Ali Shipping reloaded
Now, with the case of Emmott v Michael Wilson & Partners Ltd [2008] EWCA Civ 184 ("Emmott"), the English CA appears to recognise privacy and confidentiality as different concepts. In relation to confidentiality, there are now two approaches - confidentiality arising out of the inherent confidence in the information in documents and confidentiality arising out of an implied agreement that documents disclosed or generated in arbitration can only be used for the purposes of the arbitration. This implied agreement, the CA clarified, was a rule of substantive law.

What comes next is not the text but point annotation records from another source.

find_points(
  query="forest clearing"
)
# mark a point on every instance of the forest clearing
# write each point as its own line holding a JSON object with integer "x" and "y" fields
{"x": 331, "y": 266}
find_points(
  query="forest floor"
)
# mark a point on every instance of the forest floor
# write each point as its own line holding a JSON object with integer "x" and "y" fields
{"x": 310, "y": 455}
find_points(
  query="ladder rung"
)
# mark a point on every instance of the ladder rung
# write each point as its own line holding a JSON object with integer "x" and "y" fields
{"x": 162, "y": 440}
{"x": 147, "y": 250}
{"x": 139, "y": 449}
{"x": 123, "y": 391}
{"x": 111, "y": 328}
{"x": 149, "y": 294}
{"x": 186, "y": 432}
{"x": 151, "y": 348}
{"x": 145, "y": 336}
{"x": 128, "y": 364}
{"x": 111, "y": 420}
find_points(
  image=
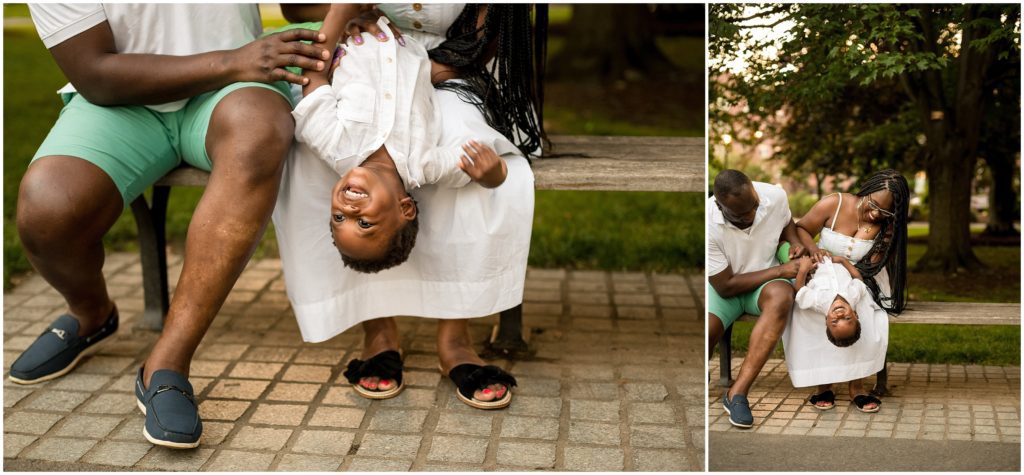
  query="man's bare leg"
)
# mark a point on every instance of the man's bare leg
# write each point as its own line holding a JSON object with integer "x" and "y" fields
{"x": 775, "y": 302}
{"x": 455, "y": 346}
{"x": 65, "y": 207}
{"x": 249, "y": 136}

Also, notwithstanding the criticisms of the Privy Council in AEGIS, the Ali Shipping approach of "categories of exceptions" was reiterated by the English CA in Emmott albeit with a slight reformulation. The categories are now:
| (1) | where there is an order or leave of the court; |
| (2) | where it is in the public interest or interests of justice; |
| (3) | when, and to the extent to which, it was reasonably necessary for the establishment or protection of an arbitrating party's legal rights; and |
| (4) | where there is express or implied consent of the party. |
However, the English CA has also accommodated the views of the Privy Council in AEGIS by acknowledging that although the approach would still be one of categorised exceptions to confidentiality:
| (1) | possible exceptions to confidentiality must be read in context; |
| (2) | even where disclosures are allowed, such disclosures need not apply to the whole document because the fact that the document might be reasonably necessary or required for these purposes does not mean that it is reasonably necessary to use the whole of the document; and |
| (3) | following from AEGIS, it may be important in any future dispute on the subject of confidentiality between the parties to distinguish between different types of confidentiality which attach to different types of document or to documents which have been obtained in different ways. |
Dealing with confidentiality issues
The law on confidentiality of arbitration proceedings and documents is developing and it is difficult to tell whether the Singapore courts would deal with issues of confidentiality by applying Ali Shipping, AEGIS or Emmott principles or perhaps a hybrid of them.
One way to manage confidentiality issues is to read the categories of exception in Ali Shipping/Emmott as merely being descriptive rather than prescriptive categories. Hence, not every document which falls within one of the categories of exceptions will invariably result in a finding that the document is not confidential. One must then consider the nature of the document and its parts, as well as the circumstances of the case in reaching a conclusion as to whether confidentiality applies.